Orchids can do quite well indoors, provided the conditions meet their needs. In many places, orchids do better indoors than they do outside. This is especially true in colder climates and places with thicker soils that retain water. Orchids enjoy a very specific balance that can sometimes be hard to meet outside in places other than their native habitat.
Orchids bloom on long stalks that grow from the base of the plant. When the flowers fade, the stalk may turn brown and die back. If so, go ahead and cut off the stalk where it grows out of the main plant. If it remains green, there is a chance that it will produce another round of blooms in two or three months.
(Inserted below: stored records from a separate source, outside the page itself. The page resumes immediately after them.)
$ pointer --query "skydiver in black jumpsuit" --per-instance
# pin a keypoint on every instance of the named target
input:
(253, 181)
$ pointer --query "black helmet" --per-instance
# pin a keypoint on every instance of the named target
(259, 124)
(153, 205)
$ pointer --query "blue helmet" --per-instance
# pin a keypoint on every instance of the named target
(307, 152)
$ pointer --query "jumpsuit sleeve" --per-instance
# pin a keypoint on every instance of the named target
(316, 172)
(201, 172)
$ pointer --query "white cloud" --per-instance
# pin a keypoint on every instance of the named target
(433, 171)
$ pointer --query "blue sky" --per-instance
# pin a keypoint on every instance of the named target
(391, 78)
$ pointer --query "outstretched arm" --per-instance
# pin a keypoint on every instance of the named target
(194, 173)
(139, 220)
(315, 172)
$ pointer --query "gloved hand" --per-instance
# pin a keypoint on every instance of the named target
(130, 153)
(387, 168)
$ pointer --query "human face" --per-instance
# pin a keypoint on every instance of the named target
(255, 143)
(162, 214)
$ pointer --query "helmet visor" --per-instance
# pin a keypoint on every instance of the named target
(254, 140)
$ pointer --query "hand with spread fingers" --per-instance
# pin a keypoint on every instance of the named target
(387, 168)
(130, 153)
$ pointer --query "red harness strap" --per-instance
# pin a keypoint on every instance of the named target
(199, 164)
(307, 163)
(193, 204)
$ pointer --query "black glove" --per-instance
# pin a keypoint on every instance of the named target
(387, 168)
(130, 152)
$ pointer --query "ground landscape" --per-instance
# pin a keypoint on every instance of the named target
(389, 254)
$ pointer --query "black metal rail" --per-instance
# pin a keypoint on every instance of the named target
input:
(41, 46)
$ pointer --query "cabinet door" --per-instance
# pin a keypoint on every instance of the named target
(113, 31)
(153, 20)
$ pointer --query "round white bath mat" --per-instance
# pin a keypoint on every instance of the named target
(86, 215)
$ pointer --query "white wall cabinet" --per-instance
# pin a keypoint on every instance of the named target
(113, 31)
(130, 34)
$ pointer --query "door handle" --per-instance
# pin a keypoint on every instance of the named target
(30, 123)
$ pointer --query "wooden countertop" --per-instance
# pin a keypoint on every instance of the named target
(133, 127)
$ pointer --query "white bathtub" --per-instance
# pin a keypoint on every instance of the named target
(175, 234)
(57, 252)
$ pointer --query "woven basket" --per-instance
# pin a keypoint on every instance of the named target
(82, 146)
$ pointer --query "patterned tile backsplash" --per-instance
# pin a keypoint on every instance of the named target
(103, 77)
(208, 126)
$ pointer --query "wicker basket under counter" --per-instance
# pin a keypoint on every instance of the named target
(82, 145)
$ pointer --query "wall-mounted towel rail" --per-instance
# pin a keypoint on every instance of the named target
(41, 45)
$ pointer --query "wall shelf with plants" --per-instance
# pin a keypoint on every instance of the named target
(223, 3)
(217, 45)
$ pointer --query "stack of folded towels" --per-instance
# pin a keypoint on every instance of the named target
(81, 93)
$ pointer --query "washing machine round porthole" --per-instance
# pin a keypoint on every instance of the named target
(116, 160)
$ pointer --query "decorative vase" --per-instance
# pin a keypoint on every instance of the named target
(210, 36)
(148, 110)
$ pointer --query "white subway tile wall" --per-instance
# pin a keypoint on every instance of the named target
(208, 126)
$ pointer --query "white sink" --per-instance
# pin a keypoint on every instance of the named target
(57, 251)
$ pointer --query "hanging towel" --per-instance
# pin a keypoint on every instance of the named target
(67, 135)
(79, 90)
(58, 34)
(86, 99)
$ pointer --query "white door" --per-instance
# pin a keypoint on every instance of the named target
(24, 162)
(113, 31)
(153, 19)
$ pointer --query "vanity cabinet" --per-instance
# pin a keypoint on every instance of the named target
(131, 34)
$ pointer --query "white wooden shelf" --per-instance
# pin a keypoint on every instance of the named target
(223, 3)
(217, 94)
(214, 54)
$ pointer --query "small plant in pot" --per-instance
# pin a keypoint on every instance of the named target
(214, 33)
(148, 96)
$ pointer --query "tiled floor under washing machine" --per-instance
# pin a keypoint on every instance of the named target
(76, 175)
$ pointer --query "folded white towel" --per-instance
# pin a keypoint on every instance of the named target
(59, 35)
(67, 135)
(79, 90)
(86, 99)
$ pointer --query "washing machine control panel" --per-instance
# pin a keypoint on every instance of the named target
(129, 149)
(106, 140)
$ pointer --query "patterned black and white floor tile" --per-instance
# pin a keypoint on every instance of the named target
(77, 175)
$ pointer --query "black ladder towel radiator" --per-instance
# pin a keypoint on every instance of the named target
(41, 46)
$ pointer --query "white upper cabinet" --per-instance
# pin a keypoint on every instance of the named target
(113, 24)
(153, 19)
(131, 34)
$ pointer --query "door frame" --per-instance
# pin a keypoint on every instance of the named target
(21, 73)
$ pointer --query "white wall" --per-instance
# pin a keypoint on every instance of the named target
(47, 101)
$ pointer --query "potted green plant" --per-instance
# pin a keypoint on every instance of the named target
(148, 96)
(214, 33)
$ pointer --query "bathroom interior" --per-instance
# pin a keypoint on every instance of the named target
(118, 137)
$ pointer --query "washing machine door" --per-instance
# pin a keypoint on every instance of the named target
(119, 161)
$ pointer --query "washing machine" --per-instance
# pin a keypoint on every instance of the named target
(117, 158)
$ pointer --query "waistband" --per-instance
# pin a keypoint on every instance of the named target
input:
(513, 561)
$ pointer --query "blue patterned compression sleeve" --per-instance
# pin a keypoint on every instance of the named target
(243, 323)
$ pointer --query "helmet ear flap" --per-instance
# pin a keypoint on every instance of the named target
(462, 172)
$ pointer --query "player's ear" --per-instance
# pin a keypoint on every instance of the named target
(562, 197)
In this case, you can either leave it alone, or cut the top back to just above the first node (the swollen area on the flower stalk that looks like a bud is swollen beneath the surface).
Many orchids prefer to remain pot bound, so there’s no need to worry when aerial roots emerge above the pot rim. Use the condition of the bark-based potting mix as the indication that it’s time to repot. When the mix is worn out, broken down, and turning to dust (normally every one to three years), it’s time.
Epiphytes prefer a very coarse orchid potting mix, or chunky orchid bark, because it retains some moisture and nutrients but freely drains excess water. Terrestrials prefer a fine textured orchid potting mix with high organic content and excellent drainage.
Water the plant. Remove it from the container and gently remove remnants of the old orchid mix. Prune away dead, withered roots. Replant with new moistened orchid mix so that the bottom leaves are above the bark and the bark surface is ½ inch below the pot rim.
The best place to keep your orchid is in a window facing either south or east, as these directions give the best indirect light. Windows that face west get a lot of direct light, but if you put up a curtain these windows can work, as well. Windows facing north typically don’t get enough light, although you can supplement with a sun lamp or other artificial sunlight. Ideally, orchids should be in a part of your house that is easily heated.
Orchids have become notorious for being finicky and difficult to care for, but with the right conditions anyone can grow these gorgeous flowers. Now that you know these easy tips for caring for your orchids, you can go forth and turn your regular house into a greenhouse!